There is another way to make the front panel. It consists of using, as a top layer, a two-layer methacrylate panel. This panel is white (better if it is translucent) but, on one side, it has a thin layer of black. What is done is to engrave the letters with a laser on this side. That makes the black color stand up, leaving the letters with the white color behind. Then, if you put LEDs on the back, the letters light up. This way is more expensive, of course, because you need someone who has a laser engraver and can do this. But it is much more professional. I found a group of makers (3KMedialab) who did it for me, although I still have the version that goes with the cardboard.
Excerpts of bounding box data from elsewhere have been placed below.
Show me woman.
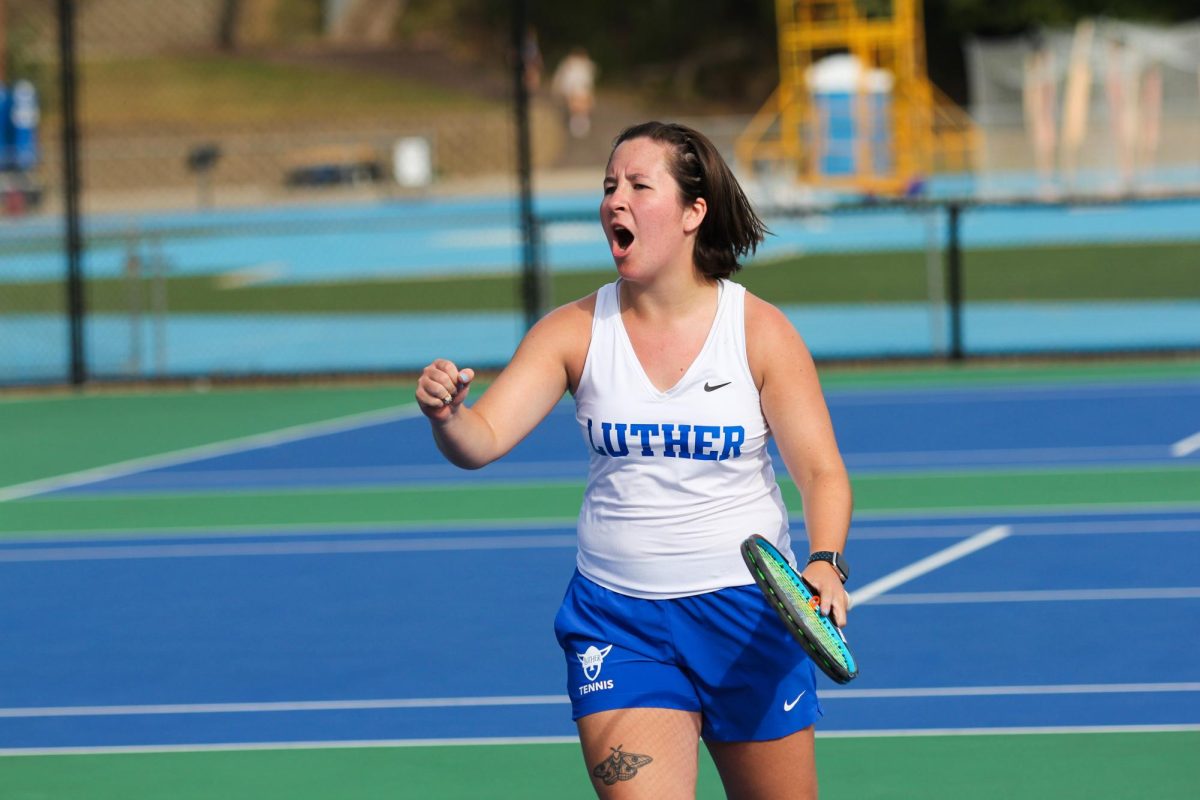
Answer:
[416,122,851,800]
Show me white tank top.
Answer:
[575,281,791,599]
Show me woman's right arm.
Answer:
[416,297,594,469]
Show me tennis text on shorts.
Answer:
[575,644,612,694]
[588,419,746,461]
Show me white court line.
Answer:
[7,723,1200,757]
[0,403,420,503]
[875,587,1200,606]
[0,723,1200,757]
[0,534,577,564]
[1171,431,1200,458]
[0,681,1200,720]
[850,525,1013,606]
[821,681,1200,700]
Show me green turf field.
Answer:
[0,732,1200,800]
[0,243,1200,314]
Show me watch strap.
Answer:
[808,551,850,583]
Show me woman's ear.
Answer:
[683,197,708,234]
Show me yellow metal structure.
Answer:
[736,0,979,194]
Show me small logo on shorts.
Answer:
[575,644,612,680]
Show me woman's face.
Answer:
[600,138,704,281]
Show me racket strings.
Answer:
[762,558,850,666]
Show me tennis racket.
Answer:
[742,534,858,684]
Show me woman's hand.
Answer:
[416,359,475,422]
[800,561,850,627]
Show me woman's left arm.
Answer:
[745,293,853,625]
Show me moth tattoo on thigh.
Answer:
[592,745,654,786]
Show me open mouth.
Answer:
[612,225,634,249]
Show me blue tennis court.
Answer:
[0,371,1200,754]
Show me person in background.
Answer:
[551,47,596,139]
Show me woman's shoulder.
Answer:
[745,289,796,337]
[745,291,809,386]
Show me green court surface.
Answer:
[0,360,1200,800]
[0,732,1200,800]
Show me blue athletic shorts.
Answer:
[554,572,822,741]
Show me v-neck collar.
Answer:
[613,278,726,398]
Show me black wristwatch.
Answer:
[809,551,850,583]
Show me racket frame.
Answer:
[742,534,858,684]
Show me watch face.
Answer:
[809,551,850,583]
[830,553,850,583]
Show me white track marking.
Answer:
[0,681,1200,720]
[0,403,420,503]
[0,694,571,720]
[851,525,1013,606]
[1171,431,1200,458]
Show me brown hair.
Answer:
[610,121,768,278]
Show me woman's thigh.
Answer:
[704,727,817,800]
[576,709,700,800]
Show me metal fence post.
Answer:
[946,203,964,361]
There is another set of leds, where the plane is drawn, which indicates the status of the flaps, landing gear and airbrake. These leds are also controlled by the arduino board. There is no connection between these leds and the state of the same leds in the game. They light according only to the state of the switches in the panel. If the landing gear switch is down on the panel, the landing gear lights will be on (even if in-game something went wrong and it didn’t go down). For a future version I will investigate the possibility that I can read these values from the game.
Internally there are many cables (for the buttons and for the backlit), but the truth is that the connections are very simple. Most switches and buttons have two wires; one of them connected to ground (0v) and the other to a pin of the arduino wich is in “pull-up”. In this way it is very easy to read the change of state in a switch. When a switch changes state, what is done is to send to the computer an event that a certain key has been pressed (as if it were a key on the keyboard). Then, on the computer, I have a program installed that “translates” that keystroke into a keystroke of the specific key that I want (for example, the ‘L’ key). This way, when I’m playing the game and I press the navigation lights switch, what actually comes into the game is that the ‘L’ key on the keyboard has been pressed.
To do that, I have used the arduino “Joystick” library, which has functions to control button presses. When you press a button or switch, you call a function that sends a signal that a button has been pressed (buttons are numbered). It handles up to 32 buttons, if I’m not mistaken, and lever movements. In my case I only need to send button presses.
Another way to do this is by using the arduino “Keyboard” library, which does the same thing. I have to try this one, but it will be even easier than the previous one.
I also have to program some timers for the landing gear leds. When this switch is pressed, the timer counts down 3 seconds, in which there is a red flashing LED, and then the three landing gear LEDs turn on or off. I have programmed these timers with the arduino millis() function. There are good examples on the internet.
The airbrake and flap lights are also activated by software when the corresponding switches are pressed. Those lights doesn´t have a timer.
In my blog (in Spanish) I am going to put the whole creation process in a more detail way (plans, measurements, programming, etc), but in essence, it is as simple as I have explained here.
Of course, unforeseen problems have arisen (hotspot, paint on the box, too thick panels, screwing the front, etc), which I have solved in the best way I have found. Thanks to this I have also found several points of improvement. If I decide to make a new version of the panel (maybe in the future), I will try to carry out these improvements.